As I noted in mid-2022, he’d had this to say six months before:

“What is clear is that electrification is a technology chosen by politicians, not by industry,” Tavares told a handful of European newspapers in a joint interview. “Given the current European energy mix, an electric car needs to drive 70,000 kilometres to compensate for the carbon footprint of manufacturing the battery and to start catching up with a light hybrid vehicle, which costs half as much as an EV (electric vehicle).”

At the same time:

Tavares added that forcing automakers to transform their plans and supply chains to suit EVs “creates social risk” and said that he will try to avoid closing down any plants in Europe, Auto News reports.
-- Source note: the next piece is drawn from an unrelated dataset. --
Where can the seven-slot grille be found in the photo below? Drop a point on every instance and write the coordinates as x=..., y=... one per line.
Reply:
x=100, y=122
“I generally hold on to the promises I make, but we also need to remain competitive,” he said while noting that production costs in Italy are “significantly higher, sometimes double of those at plants in other European countries” due to high local energy costs.

How’s that going?

The Financial Times (September 25, 2024):

The country’s biggest carmaker, Stellantis, has suspended car production at its historic Turin plant for a month, until mid-October, because of weak demand for the electric version of its Fiat 500, which is priced at €30,000, compared with €17,700 for the hybrid version. . . .

Car production in Italy fell more than a third in the first seven months of the year, compared with the same period of 2023, according to Italy’s National Auto Industry Supply Chain Association. Hybrid vehicle sales were up 16 per cent in Italy in the January to August period, compared with last year’s equivalent period, while electric vehicle sales were down 12 per cent.

[Italian industry minister] Urso said electric vehicles “cost too much compared to the incomes of Europeans and Italians” and warned Europe’s rushed embrace of electric vehicles — without first developing its own domestic supply chains — could leave the bloc over-reliant on China.

NR Capital Matters (October 2, 2024):

Stellantis (which in Italy includes Fiat, Alfa Romeo, Lancia, and Maserati) is now extending the production halt on its electric Fiat 500 in Turin from October 11 until the end of the month. That’s despite the model’s relative success within its category (city-car EV). The word relative is key here. It’s also worth noting because the pocket-sized 500e (a descendant of the legendary Cinquecento) is meant to be exactly the sort of car meant to appeal to urban EV users (small, good for quick drives, etc).

Production pauses are continuing beyond Turin (where the pause has been extended to January 2).

Sensing the way the political winds were blowing, Tavares ended his earlier, carefully thought-through concerns about the EV transition, and went all-in with all the enthusiasm of a Soviet apparatchik spared a show trial. He supported strict EV mandates (let’s make the customers buy our EVs) and put capital to work in accordance with climate policy-makers’ plans, rather than consumer demand. He neglected investment in the traditional models that did sell and poured capital into EVs that didn’t.

And then he doubled down (via the Wall Street Journal):

Mr. Tavares this spring formed a joint-venture with China’s Leapmotor to export low-priced EVs to Europe. His plan was undermined by Brussels’s recent imposition of tariffs on Chinese EVs. Phasing out profitable gas-powered models in the U.S. has made it harder for Stellantis to invest in EVs to meet government mandates.

Tariffs, eh? If a CEO is going to invest politically, he had better understand politics. The growing signs of panic over EVs were hard to miss, meaning that, even despite German opposition (it’s tough being tangled up with China) there was a decent chance that tariffs were on the way.

Tens of thousands have lost their jobs at Stellantis, and now Tavares has lost his.

Samsung SDI seems to be doing fine, but taxpayers ought to be asking themselves about the wisdom of lending so much money to a joint venture in which one of the two partners is looking more than a little sickly.